AI Data Governance Frameworks for Large Language Models: Supply Chain Management and Domain-Specific Applications
Keywords:
Artificial Intelligence, Data Governance, Large Language Models (LLMs), Healthcare AI, Cybersecurity, Supply Chain ManagementAbstract
Artificial Intelligence (AI) data governance has become a critical component in ensuring the responsible, secure, and transparent deployment of AI systems across multiple domains. This article explores the implementation of AI data governance in supply chain management, healthcare, cybersecurity, and finance, highlighting how governance frameworks improve compliance, accountability, data integrity, privacy, and operational efficiency. The study further examines domain-specific governance strategies for Large Language Models (LLMs), emphasizing the need for tailored approaches that address sector-specific regulatory and ethical requirements.
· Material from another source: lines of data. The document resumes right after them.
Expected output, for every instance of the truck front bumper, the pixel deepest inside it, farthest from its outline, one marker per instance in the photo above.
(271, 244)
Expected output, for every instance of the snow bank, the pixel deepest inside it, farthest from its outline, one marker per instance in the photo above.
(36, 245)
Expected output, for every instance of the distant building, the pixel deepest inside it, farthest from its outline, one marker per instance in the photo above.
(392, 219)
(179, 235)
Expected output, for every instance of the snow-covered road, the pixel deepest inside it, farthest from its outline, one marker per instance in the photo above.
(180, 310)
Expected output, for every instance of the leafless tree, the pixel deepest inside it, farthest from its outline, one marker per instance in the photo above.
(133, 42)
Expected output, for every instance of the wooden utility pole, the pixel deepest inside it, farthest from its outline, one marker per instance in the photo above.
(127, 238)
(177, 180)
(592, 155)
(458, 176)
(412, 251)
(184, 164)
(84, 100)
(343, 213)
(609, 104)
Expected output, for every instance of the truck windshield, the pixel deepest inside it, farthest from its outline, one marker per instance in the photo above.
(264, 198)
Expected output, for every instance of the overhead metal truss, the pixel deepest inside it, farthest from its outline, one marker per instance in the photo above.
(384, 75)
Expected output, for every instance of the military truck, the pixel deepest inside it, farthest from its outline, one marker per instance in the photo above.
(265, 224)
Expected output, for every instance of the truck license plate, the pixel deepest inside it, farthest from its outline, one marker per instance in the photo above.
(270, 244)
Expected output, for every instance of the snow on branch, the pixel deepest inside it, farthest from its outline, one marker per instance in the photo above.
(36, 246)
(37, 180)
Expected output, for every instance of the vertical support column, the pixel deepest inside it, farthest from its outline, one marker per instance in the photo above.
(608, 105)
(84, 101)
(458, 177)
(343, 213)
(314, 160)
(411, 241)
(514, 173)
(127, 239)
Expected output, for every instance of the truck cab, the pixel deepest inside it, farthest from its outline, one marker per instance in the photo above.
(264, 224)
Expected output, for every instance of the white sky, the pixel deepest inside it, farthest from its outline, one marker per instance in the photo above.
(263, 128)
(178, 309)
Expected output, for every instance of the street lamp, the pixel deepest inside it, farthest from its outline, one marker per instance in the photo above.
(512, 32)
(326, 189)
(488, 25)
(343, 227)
In addition, the article discusses major challenges associated with data governance for LLMs, including data quality and bias, privacy and security risks, transparency and explainability limitations, and scalability and complexity issues. The analysis reveals that although LLMs provide significant opportunities for automation, intelligent decision-making, and enhanced operational performance, their large-scale deployment introduces concerns related to ethical AI use, regulatory compliance, data ownership, and infrastructure costs. The article concludes that robust AI data governance frameworks are essential for building trustworthy, fair, and accountable AI systems while ensuring sustainable and secure integration of LLMs across diverse industries.